Aside from the revamp of Sheng Siong's stores, the supermarket giant could have found another way to gain a competitive edge against FairPrice and Dairy Farm by having some of its stores built in so-called bad locations, RHB Research said.
RHB analyst Juliana Cai noted that some of Sheng Siong’s new outlets are not located near any shopping amenities such as malls or suburban centres that are within walking distance. "The outlets at Fernvale Street and Edgedale Plains, for instance, are in front of the river or forestry.

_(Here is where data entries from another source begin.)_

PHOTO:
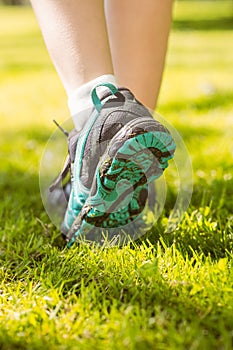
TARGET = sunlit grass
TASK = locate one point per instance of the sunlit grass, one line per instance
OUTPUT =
(172, 291)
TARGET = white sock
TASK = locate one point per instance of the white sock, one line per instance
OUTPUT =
(80, 102)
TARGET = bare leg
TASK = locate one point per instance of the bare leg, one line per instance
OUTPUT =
(138, 34)
(76, 37)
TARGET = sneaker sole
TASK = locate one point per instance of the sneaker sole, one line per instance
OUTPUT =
(137, 155)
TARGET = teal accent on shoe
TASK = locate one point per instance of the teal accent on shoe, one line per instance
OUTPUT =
(134, 155)
(95, 99)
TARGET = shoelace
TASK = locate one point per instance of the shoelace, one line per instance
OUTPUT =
(72, 138)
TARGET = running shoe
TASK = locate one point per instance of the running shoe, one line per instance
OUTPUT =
(120, 150)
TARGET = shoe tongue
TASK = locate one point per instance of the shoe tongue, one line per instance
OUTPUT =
(104, 93)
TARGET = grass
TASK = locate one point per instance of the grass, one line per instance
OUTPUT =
(170, 291)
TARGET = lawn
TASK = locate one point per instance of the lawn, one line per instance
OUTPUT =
(171, 290)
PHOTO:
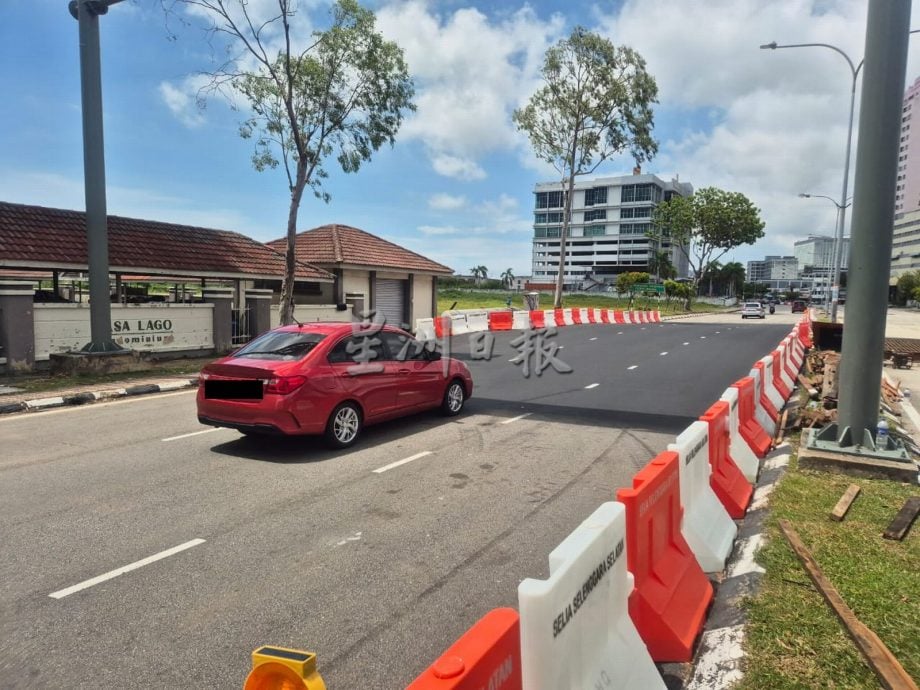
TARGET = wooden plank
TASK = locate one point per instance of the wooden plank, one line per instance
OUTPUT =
(843, 505)
(902, 522)
(886, 667)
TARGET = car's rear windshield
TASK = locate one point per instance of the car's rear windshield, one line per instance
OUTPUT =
(286, 345)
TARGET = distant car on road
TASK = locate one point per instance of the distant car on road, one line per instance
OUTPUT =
(328, 378)
(753, 310)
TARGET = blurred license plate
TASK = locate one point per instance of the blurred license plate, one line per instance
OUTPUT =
(233, 390)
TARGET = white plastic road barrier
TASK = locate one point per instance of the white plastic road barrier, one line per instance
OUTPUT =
(477, 321)
(520, 321)
(760, 414)
(458, 325)
(741, 452)
(706, 526)
(575, 626)
(424, 329)
(784, 348)
(773, 395)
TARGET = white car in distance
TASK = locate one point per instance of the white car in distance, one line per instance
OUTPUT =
(753, 310)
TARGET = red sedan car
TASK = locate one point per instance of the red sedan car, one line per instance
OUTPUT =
(328, 378)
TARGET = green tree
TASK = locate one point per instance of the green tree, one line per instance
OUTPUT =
(907, 283)
(626, 283)
(342, 91)
(595, 102)
(706, 225)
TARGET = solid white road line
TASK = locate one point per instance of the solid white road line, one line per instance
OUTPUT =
(194, 433)
(60, 594)
(381, 470)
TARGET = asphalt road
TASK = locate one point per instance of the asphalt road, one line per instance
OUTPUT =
(377, 570)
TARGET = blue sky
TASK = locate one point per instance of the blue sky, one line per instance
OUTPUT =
(457, 186)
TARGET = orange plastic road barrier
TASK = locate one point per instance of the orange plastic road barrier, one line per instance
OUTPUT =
(765, 401)
(488, 655)
(500, 320)
(277, 668)
(668, 604)
(441, 326)
(727, 480)
(778, 382)
(751, 431)
(805, 333)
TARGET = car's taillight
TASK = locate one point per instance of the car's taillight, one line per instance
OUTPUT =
(282, 385)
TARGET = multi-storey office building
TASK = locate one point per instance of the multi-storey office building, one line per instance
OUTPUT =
(611, 219)
(907, 192)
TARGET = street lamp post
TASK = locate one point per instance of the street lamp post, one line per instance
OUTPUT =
(837, 258)
(87, 12)
(841, 216)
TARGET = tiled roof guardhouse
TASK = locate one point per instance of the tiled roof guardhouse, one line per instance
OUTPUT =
(233, 281)
(372, 271)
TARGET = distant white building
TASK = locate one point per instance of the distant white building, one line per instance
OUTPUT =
(608, 233)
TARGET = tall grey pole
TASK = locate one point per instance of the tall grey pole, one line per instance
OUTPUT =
(873, 217)
(87, 13)
(842, 208)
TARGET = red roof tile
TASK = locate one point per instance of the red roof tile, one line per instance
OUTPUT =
(42, 238)
(342, 244)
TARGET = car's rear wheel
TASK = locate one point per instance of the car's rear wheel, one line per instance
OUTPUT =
(454, 397)
(344, 425)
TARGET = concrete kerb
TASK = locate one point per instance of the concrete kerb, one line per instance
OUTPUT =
(85, 397)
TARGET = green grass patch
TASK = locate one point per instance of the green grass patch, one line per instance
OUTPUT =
(793, 639)
(39, 383)
(485, 299)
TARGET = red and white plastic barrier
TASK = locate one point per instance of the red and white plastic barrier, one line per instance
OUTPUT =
(576, 631)
(728, 482)
(488, 655)
(706, 526)
(741, 452)
(672, 593)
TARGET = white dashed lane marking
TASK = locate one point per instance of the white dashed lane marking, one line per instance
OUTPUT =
(60, 594)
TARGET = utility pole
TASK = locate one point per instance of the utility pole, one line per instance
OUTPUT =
(87, 12)
(887, 34)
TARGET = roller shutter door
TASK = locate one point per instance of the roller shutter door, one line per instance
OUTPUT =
(390, 296)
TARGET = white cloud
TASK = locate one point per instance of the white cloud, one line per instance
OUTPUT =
(446, 202)
(182, 103)
(766, 123)
(460, 168)
(471, 72)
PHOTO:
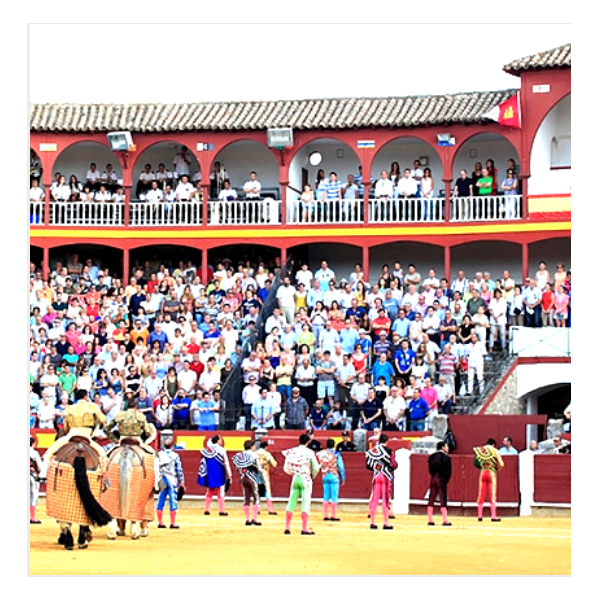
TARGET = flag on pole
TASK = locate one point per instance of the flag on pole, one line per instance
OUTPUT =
(507, 113)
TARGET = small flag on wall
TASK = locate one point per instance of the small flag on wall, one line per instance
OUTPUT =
(507, 113)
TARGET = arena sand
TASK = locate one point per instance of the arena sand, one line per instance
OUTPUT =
(215, 545)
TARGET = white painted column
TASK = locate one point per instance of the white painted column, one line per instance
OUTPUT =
(526, 482)
(402, 482)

As such, we believe the group has a captive consumer base, as the people living in these new HDB estates do not have other shopping alternatives in the vicinity," she said.
"Although there were a few supermarkets and minimarts located within 10-15 minutes walking distance (2-3 streets down) from the Sheng Siong supermarkets, we believe there is little incentive to travel to the next supermarket further away especially when carrying heavy groceries," she added.
There were a large number of supermarket sites available for lease by HDB. Over the next 6 months, there would be 11 new commercial units available for supermarkets bidding, whilst another 11 new sites would be available over 2019-2021. "We maintain the view that the close proximity between some of these sites would eventually lead to cannibalisation of sales. But we think this would likely be felt two years down the road when most these new sites have been bid for and opened. Currently, the increase in consumer confidence and rising domestic consumption are likely to mitigate the saturation of supermarkets in Singapore in the near-term," Cai said.
Cai also noted that the new HDB sites for commercial leasing do not have any units allocated for wet markets in the new residential estates. "As such, we believe Sheng Siong would be
able to continue to raise its proportion of fresh mix through the displacement of wet markets in Singapore," she said.
Cai also revealed that the company's extension would add 100,000 sqft (+20%) to its existing capacity, as opposed to the previous guidance of 50,000 sqft (+10%). "Sheng Siong also tries to increase the level of automation within the new extension. We believe this would bode well for the group. We think there could be a potential upside to margins when this new extension commences," she added.
Sheng Siong hopes to get the extension completed before the Lunar New Year in 2019, Cai said.